The X-ray emission is highly variable and it is characterised by a broken power law that agrees well with the expected values given the size of the black hole and its accretion rate. The X-ray spectrum also features a FeKα line. The emission is similar to that of radio quiet Seyfert galaxies, indicating that the X-rays are emitted by the accretion disk and its corona and not from the jet. The column density is estimated to be logNH= 20.67 ± 0.05 cm−2. Soft X-rays are emitted from hot gas that could originate from outflows or a superbubble.

The variations observed in X-Rays are also observed in optical wavelengths after 28 days. The variations are also observed at 37 GHz with a 20-day delay after the optical/UV ones. It has been suggested that 3C 120 exhibits quasi-periodic oscillation, with a period of about 1.65 days.

Gamma rays emission up to 10 GeV was detected by Fermi-LAT, which appears to variate in luminosity, with the flux doubling within a year, indicating a sustained rise in luminosity and not a flare as those observed in blazars.

=== Superluminal jet ===
3C 120 has been found when observed in radio waves to have a jet. The jet is one sided and its brightness decreases as it gets farther from the core in accordance with a simple power law. A bright knot is seen in the jet 4 arcseconds west of the core. After the knot the jet bends toward the northwest and one more knot is seen 20 arcseconds further west.

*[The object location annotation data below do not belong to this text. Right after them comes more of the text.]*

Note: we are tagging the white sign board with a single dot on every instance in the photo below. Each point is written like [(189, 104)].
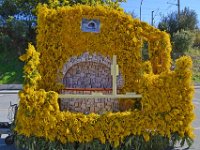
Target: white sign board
[(90, 25)]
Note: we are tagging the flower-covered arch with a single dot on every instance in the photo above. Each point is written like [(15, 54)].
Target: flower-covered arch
[(166, 95)]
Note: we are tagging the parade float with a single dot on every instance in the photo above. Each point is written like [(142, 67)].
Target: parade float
[(86, 66)]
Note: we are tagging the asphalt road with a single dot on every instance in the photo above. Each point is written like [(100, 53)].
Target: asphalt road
[(5, 100)]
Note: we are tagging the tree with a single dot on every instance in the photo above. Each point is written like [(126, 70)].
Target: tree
[(173, 22), (182, 41)]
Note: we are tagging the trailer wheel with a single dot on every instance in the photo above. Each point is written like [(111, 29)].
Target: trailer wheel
[(9, 140)]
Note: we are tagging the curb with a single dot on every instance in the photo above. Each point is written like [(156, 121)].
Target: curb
[(10, 86), (19, 86)]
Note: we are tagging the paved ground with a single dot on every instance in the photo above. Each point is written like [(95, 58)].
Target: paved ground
[(6, 98)]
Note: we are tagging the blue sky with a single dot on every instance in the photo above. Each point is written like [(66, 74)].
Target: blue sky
[(160, 8)]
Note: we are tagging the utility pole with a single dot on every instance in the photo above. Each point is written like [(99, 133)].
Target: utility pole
[(152, 17), (178, 6), (179, 9), (141, 10)]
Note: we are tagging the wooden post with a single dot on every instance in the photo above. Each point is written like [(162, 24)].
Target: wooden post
[(114, 73)]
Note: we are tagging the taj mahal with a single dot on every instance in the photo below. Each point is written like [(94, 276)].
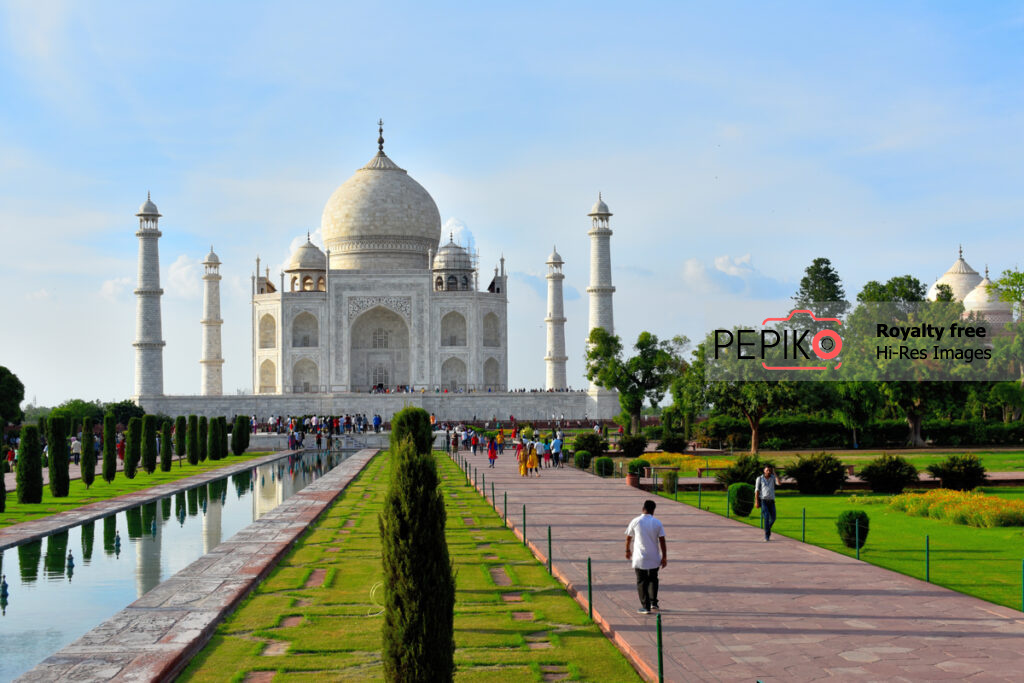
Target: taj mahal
[(388, 313)]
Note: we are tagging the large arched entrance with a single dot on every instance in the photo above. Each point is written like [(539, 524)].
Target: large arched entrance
[(379, 353)]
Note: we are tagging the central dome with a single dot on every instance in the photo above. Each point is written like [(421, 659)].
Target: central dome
[(380, 219)]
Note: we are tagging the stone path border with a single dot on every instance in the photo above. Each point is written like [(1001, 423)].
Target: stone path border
[(155, 637), (37, 528), (734, 607)]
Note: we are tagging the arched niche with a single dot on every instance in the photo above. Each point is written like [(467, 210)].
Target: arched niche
[(454, 374), (492, 330), (454, 329), (267, 331), (305, 331), (267, 377), (380, 349)]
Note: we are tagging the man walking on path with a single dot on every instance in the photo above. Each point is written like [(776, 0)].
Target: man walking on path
[(645, 547), (764, 498)]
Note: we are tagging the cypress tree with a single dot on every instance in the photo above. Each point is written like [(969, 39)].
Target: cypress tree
[(57, 459), (133, 446), (88, 454), (110, 447), (150, 443), (166, 452), (213, 439), (180, 428), (240, 433), (204, 435), (419, 585), (193, 440)]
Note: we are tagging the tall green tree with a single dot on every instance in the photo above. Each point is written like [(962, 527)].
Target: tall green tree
[(11, 395), (30, 466), (56, 442), (166, 447), (419, 582), (645, 376), (110, 447), (150, 443), (88, 454)]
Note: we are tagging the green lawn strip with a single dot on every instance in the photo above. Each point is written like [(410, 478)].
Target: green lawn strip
[(332, 631), (982, 562), (16, 513)]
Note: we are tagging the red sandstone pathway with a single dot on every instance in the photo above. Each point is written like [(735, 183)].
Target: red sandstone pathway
[(734, 607)]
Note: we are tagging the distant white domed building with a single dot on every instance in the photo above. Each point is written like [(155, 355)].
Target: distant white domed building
[(978, 294)]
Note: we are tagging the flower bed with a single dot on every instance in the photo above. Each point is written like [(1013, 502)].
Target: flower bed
[(960, 507)]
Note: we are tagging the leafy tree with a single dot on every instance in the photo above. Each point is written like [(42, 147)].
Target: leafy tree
[(133, 446), (110, 447), (412, 423), (11, 395), (88, 454), (30, 467), (124, 411), (56, 440), (419, 584), (645, 376), (192, 440), (150, 443), (166, 450)]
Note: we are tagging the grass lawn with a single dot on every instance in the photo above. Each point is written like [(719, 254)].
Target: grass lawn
[(100, 491), (982, 562), (318, 614)]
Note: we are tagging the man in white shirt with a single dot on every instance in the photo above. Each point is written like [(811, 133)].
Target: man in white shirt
[(645, 547)]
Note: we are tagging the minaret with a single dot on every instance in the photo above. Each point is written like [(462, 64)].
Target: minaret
[(212, 380), (600, 289), (555, 358), (148, 343)]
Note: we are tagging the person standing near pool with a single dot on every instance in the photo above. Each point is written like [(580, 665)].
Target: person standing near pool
[(764, 498)]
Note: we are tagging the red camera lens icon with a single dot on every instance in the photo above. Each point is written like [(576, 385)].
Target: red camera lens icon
[(826, 344)]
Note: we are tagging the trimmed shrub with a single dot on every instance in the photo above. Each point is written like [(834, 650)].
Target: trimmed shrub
[(133, 446), (240, 435), (819, 473), (740, 499), (150, 443), (962, 472), (88, 453), (192, 440), (418, 642), (56, 438), (889, 474), (110, 447), (853, 526), (180, 436), (582, 459), (166, 447), (204, 436), (674, 443), (412, 423), (633, 446), (747, 469), (590, 442), (637, 466)]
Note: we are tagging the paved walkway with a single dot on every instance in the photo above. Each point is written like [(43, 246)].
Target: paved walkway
[(737, 608)]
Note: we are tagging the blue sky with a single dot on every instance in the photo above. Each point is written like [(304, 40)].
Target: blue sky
[(733, 142)]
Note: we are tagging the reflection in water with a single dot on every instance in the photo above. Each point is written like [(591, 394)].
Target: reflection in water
[(51, 613)]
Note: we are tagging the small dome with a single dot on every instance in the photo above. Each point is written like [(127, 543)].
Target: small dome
[(984, 299), (599, 208), (961, 278), (453, 257), (147, 208), (307, 257)]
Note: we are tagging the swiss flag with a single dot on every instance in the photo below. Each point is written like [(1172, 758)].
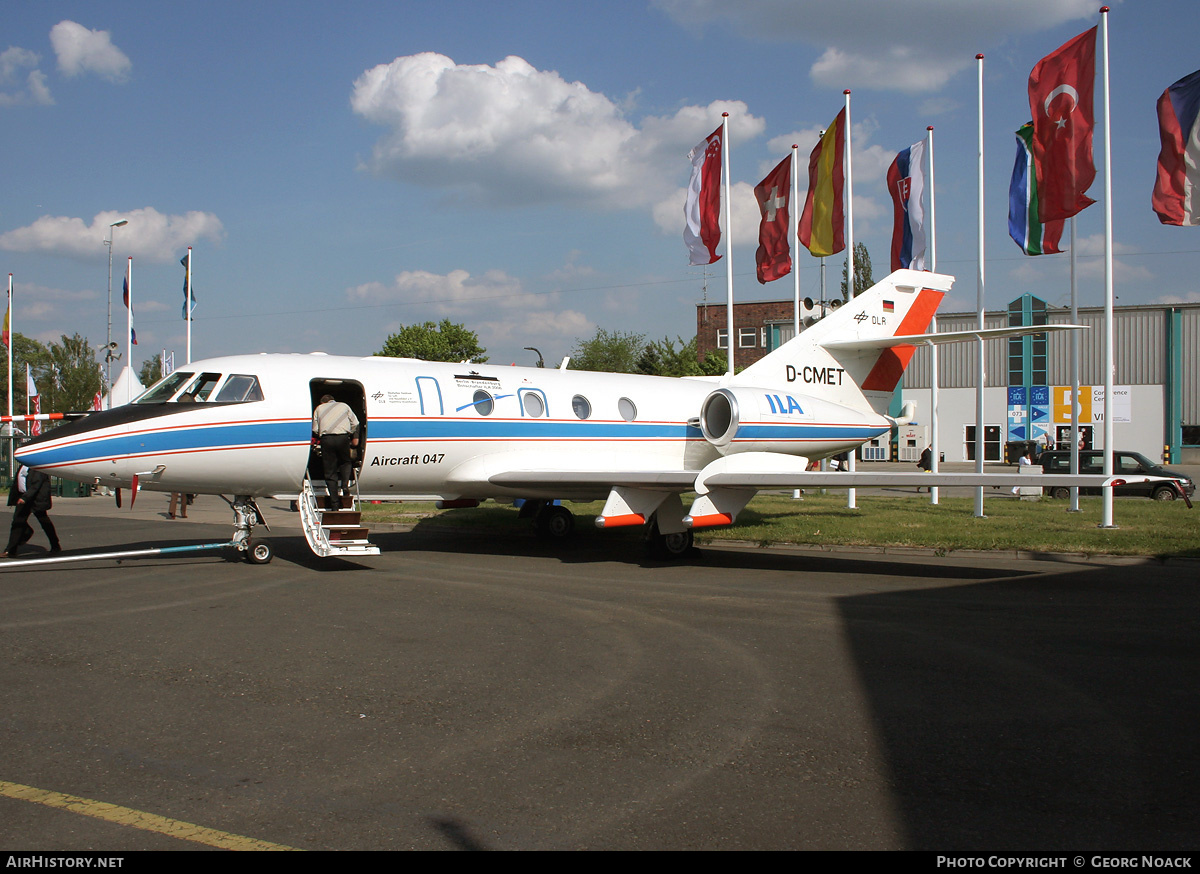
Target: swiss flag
[(773, 195)]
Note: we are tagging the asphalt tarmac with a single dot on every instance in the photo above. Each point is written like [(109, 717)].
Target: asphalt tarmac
[(463, 693)]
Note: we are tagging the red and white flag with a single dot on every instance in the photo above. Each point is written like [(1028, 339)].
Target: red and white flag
[(774, 256), (702, 209), (1061, 102), (35, 400)]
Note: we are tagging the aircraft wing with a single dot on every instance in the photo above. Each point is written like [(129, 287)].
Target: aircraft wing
[(671, 480), (834, 479)]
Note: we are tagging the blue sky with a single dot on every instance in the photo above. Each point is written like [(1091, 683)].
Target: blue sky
[(520, 167)]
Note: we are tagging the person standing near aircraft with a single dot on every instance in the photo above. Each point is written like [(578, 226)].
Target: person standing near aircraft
[(335, 426), (30, 494), (927, 462), (1023, 462)]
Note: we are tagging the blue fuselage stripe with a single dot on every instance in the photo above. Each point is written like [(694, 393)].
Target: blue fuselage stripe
[(268, 433)]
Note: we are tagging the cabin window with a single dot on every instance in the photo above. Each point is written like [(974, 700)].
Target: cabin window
[(484, 403), (201, 388), (532, 402), (165, 388), (240, 388)]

X-ray emission has been associated with a radio knot about 25 arcseconds from the core. Another knot is seen 1.3 arcminutes from the core. After 3 arcminutes the jet appears broken and diffuse. A diffuse radio lobe without hot spots is visible southeast of the core. Radio emission from 3C 120 extends up to 14 arcminutes from the core.

Inside the jet there are knots that appear to move 4.1 to 5 times faster than the speed of light. The appearance of new bright knots in the jet has been found to happen after a decrease in X-ray emission, which indicates that the source of the radio jet is material from the inner part of the accretion disk falling into the black hole, with some passing through the event horizon while the rest is ejected into the jet. 3C 120 was the first AGN where this relation, previously only observed in microquasars, was established. The knots appear to fluctuate in brightness and polarisation changes direction, maybe due to the presence of a cloud about 8 parsec from the nucleus. A stationary feature has been observed at a distance of 1.3 parsecs from the source of the jet, and it has been found that when the knot passes from that point, an optical flare is observed. The angle between the line of sight and the axis of the jet is estimated to be between 10° and 20°.

A faint optical jet that is 15 arcseconds long has been observed which coincides with the radio jet. There appears to be a visual counterpart for the bright radio knot 4 arcseconds west of the nucleus but there is no clear visual counterpart of the other knots.